The ‘Dr. X’ Killings
In December 1965, an elderly man named Carl Rohrbeck was admitted to Riverdell Hospital in Oradell, New Jersey, for hernia surgery. His surgeon, Dr. Mario Jascalevich, made an inexplicable, last-minute decision to cancel the surgery, and Rohrbeck died shortly thereafter. Over the next 10 months, eight more patients suffered suspicious, unexplained deaths after being admitted to Riverdell for seemingly routine surgery.
In October 1966, empty bottles of tubocurarine, an anesthetic muscle relaxant, were discovered inside Dr. Jascalevich’s locker. As Jascalevich was on duty when all nine victims died, he was suspected of injecting them with fatal doses of the drug.
Jascalevich denied these allegations, claiming that he had been using the tubocurarine to perform experiments on dying dogs. After an internal investigation, Jascalevich quietly resigned from the hospital.
Years later, Myron Farber, a New York Times reporter, received ananonymous letter about the suspicious deaths at Riverdell Hospital. Farber conducted a thorough investigation into the case and published several articles about his findings. He protected Jascalevich’s identity by simply referring to him as “Dr. X.”
The articles prompted an exhumation of five of the Riverdell victims. When traces of tubocurarine were found in three of the bodies, Dr. Jascalevich was charged with five counts of murder. As other doctors from Riverdell had performed surgery on the victims before their untimely deaths, it was theorized that Jascalevich committed the murders to sabotage his colleagues’ careers.
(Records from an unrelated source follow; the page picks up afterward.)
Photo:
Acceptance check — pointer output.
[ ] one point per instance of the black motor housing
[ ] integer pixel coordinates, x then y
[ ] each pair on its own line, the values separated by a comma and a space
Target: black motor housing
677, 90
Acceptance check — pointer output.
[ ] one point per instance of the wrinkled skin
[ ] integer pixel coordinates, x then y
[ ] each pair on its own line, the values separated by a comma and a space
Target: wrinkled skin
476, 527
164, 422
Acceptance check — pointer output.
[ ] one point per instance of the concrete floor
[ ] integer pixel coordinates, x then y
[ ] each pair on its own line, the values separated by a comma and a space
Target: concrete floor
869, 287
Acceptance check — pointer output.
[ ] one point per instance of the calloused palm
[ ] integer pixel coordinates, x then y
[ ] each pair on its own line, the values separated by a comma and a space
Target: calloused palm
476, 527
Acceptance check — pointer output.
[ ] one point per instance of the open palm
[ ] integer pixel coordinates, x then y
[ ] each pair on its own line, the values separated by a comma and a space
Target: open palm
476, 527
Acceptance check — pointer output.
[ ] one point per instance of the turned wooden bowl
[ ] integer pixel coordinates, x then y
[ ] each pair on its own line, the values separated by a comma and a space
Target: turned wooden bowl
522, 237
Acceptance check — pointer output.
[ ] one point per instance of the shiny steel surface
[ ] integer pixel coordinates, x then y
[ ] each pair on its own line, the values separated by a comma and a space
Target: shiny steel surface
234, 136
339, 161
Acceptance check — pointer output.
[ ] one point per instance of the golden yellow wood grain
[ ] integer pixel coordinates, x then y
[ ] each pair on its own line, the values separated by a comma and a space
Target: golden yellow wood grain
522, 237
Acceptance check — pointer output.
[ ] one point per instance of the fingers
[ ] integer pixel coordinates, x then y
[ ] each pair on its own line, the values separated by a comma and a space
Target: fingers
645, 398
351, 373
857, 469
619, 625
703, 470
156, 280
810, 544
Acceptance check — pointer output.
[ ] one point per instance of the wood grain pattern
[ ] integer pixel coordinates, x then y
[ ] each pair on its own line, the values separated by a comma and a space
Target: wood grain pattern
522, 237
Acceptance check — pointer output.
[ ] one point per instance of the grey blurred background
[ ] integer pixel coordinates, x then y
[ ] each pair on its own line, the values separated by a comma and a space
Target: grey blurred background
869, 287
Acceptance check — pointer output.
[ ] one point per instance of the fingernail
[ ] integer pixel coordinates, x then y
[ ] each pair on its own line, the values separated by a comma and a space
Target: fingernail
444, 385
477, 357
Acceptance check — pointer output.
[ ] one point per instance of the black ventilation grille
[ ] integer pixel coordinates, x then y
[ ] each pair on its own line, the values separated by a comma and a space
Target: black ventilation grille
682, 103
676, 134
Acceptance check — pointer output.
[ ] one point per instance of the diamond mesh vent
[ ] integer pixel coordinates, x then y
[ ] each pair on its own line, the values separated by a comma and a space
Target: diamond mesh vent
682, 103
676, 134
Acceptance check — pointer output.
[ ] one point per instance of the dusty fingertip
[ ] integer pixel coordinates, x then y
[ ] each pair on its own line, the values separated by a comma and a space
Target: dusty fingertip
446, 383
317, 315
However, due to lack of evidence, two of the murder charges against Jascalevich were dismissed. In 1978, he was acquitted of the other three murders at trial. The man known as “Dr. X” returned to his native Argentina and died six years later.
The Disappearance Of Tavish Sutton
In December 1982, seven-year-old Chucky McGivern was admitted to the Children’s Hospital of Philadelphia and diagnosed with a rare disease called “Reye’s syndrome,” which attacked his brain, liver, and nervous system. Chucky soon went into a coma, and his family was told he only had a 10 percent chance of survival.
Hoping for a miracle, Chucky’s mother pinned a medal to his bed featuring the likeness of St. John Neumann, a noted religious figure who became the Bishop of Philadelphia during the mid-19th century and was eventually canonized by Pope Paul VI. For whatever reason, the presence of this medal seemed to pave the way for a series of miraculous events.
The medal containing St. John’s likeness had been threaded to a safety pin alongside two other medals. But on numerous occasions when Chucky’s mother returned to the room, she discovered that the medal had been unthreaded and turned face down.
Things got even stranger when a picture of St. John was found taped to the wall. No one from Chucky’s family or the hospital staff admitted to doing these things. An unidentified boy also kept showing up in the ward, entering Chucky’s room, and interacting with his family. Whenever security was called, they couldn’t find this boy. No one ever saw him entering the hospital, either.
Four days after falling into his coma, Chucky suddenly woke up and made a miraculous, unlikely recovery. He described a dream in which he saw this same, mysterious boy standing over him. After Chucky was discharged from the hospital, his family made a trip to the Shrine of St. John Neumann (pictured above) and saw a painting of St. John when he was 12 years old. He looked exactly like the mysterious boy everyone had seen at the hospital.